Both Nahar and Niyati Sharma framed the contradiction in constitutional terms: “By associating caste-based affirmative policies with religion, the 1950 Order undercuts both. India’s constitutional promise of secularism means nothing if faith becomes a barrier to justice.” Article 15 forbids discrimination based on caste or religion, while Article 25 guarantees the right to profess, practise, and propagate religion.
According to Sharma, Christian conversions in Punjab are part of a longer continuum—stretching from colonial-era social movements to contemporary shifts shaped by socio-economic and technological factors. People in Punjab moved from Hinduism to Sikhism because Sikhism offered an escape from caste oppression, she said. What has changed today is not the reason for conversion but its visibility, and the way it is used politically.
An anti-conversion law may curb certain practices. It may address specific cases of coercion. It may also serve electoral ends. But it cannot answer the question at the heart of both the scholarship and the lived experience: why do people convert?

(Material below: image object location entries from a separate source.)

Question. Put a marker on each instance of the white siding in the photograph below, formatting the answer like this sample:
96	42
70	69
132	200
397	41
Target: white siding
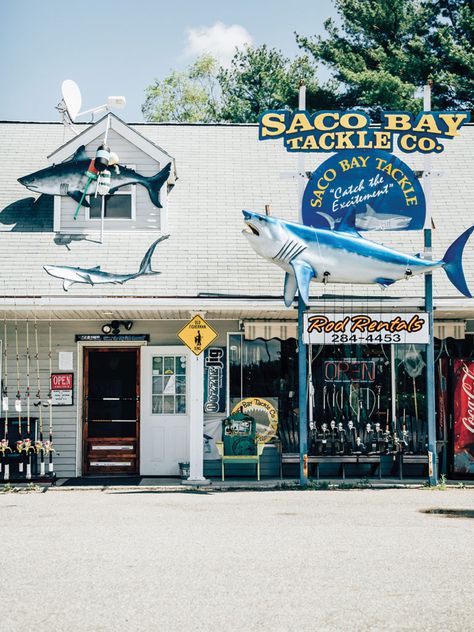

Until Punjab confronts the persistence of caste hierarchies, rural marginalisation, and institutional exclusion, the phenomenon is unlikely to recede.
The promise of badlav (change) has long been a refrain in the State’s politics. But change, here, cannot be legislated into existence. “Being a crypto-Christian is not about losing,” Niyati Sharma said. “It has to do with being resilient… maintaining dignity while adjusting to injustice.”